WellSaid Labs: How This Company Is Using AI To Drive Human Parity In Voice

By Amit Chowdhry ● Sep 16, 2024

WellSaid Labs is a leading AI text-to-speech technology company and the first synthetic media service to achieve human parity in voice. Pulse 2.0 interviewed WellSaid Labs co-founder Matt Hocking to learn more about the company.

Formation Of WellSaid Labs

How did the idea for the company come together? Hocking said:

“Since the beginning of my career, I have always wanted to develop businesses with real solutions for people. I have a background in design and technology, which nurtured a long-time interest in the creative fields, and I wanted to find a new way to connect that to technology. I started in the early-stage startup community in New York, working alongside other entrepreneurs trying to get their ideas off the ground.”

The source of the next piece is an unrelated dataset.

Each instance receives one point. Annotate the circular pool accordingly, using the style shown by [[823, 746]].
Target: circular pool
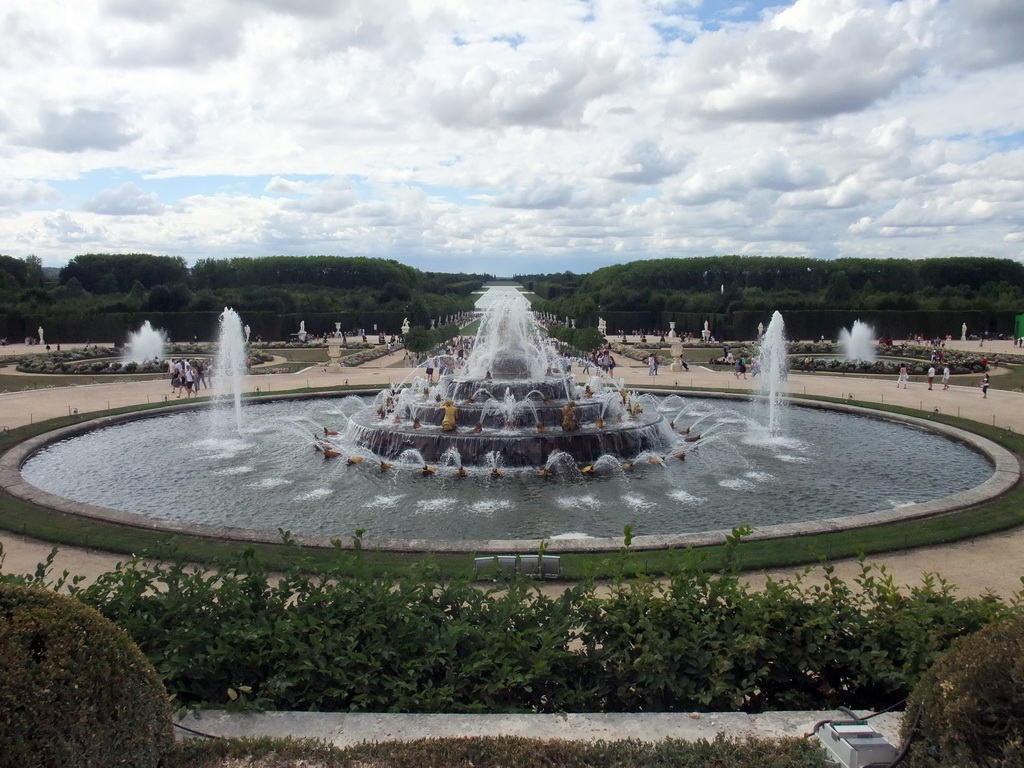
[[195, 470]]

“In 2018, I joined The Allen Institute for Artificial Intelligence (AI2) as an Entrepreneur in Residence and was inspired by the ways different founders were making AI research and solutions more practical and scalable. While exploring business ideas at AI2, I was introduced to Michael Petrochuk (WellSaid Labs co-founder), who was working on deep learning research for voice-centric healthcare avatars. Michael’s idea set off a lot of alarm bells for me – in terms of how much time and money this technology could save – in a way that has never been done before. Since then, we’ve pieced together the progression from an AI text-to-speech (TTS) generator to an audio foundation model that not only receives the prompt but renders it in a way comparable to a human voice recording. We wanted to take the concept of a human-quality recording and deliver it in a basic, easy-to-use studio experience so users can audition virtual voice actors to make a recording of their script instantly.”

Core Solutions

What are the company’s core solutions and features? Hocking explained:

“WellSaid Labs offers two main products: WellSaid Studio and AP.”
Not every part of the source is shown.